Hi Igor! Thank you for these interesting topics.

How do you mean it when you say UMA was design for B2B scenarios? Can you give an example of its B2B-nature? Sometimes people refer to scenarios with a “consumer Bob” in them as B2C (though Alice is usually a “consumer” too, just like in OAuth).

The ticket is only consumed by the generating entity, the AS itself, but it’s allowed to have structure. However, the client can push RqP claims to the AS’s token endpoint on the RqP’s behalf. But note that if we’re in federated identity-land (vs. DI-land), this generally only will work if the “passport” came from the same “country” (the receiving AS was the IdP that issued the ID token/assertion/whatever, because of audience constraints for security). Is claims pushing the kind of thing you were thinking of?

Eve Maler | mobile +1 425 345 6756

On May 24, 2021, at 5:37 AM, Igor Zboran <izboran@gmail.com> wrote:


Hi Eve, Alec, Hi everyone,

UMA was originally designed for B2B scenarios, whereas OAuth2 was designed for B2C scenarios. In OAuth2 the roles of the authorization server, resource server and client are co-located.

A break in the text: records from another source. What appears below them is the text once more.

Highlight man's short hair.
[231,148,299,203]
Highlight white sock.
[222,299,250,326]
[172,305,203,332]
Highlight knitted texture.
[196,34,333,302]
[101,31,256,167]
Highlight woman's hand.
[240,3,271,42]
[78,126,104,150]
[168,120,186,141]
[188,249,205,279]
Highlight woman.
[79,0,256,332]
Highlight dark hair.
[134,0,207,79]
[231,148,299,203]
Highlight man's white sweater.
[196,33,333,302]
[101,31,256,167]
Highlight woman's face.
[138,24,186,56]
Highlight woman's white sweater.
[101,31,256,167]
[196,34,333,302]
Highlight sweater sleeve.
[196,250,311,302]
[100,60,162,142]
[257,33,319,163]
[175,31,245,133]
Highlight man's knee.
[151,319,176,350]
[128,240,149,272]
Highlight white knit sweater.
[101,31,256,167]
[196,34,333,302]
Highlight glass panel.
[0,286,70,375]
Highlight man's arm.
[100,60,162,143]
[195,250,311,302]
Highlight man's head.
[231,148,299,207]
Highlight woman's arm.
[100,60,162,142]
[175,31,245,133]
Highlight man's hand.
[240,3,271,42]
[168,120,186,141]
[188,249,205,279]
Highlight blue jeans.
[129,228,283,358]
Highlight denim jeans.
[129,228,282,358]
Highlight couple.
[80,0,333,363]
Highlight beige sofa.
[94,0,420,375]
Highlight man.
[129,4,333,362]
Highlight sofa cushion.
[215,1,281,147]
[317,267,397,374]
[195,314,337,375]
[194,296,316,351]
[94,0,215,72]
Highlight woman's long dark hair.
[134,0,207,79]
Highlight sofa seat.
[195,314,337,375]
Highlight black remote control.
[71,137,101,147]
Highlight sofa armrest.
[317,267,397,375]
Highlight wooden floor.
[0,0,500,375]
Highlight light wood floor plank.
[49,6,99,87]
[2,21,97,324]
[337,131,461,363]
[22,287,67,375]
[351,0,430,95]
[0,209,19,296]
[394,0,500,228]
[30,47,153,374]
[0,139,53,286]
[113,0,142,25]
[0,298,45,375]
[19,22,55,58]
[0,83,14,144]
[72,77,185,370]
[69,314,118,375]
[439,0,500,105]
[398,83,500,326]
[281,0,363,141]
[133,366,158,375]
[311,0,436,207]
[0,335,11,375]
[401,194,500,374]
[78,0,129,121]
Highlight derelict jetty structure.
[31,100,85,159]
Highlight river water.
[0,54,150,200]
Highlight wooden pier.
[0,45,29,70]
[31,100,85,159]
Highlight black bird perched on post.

This does not apply to the UMA protocol. RqP's role is not co-located with other UMA roles, RqP is like a foreigner with a passport issued in his home country. We need to specify how to issue this "passport", and how to use and control it.

A good starting point could be this idea:
UMA should convey the permission ticket in the form of a ticket digest to the claims provider, to have it digitally signed together with user claims and return all this as a claims token, which is pushed to the AS in an uma grant request.

What does it mean? The permission ticket is extended to embrace the claims provider.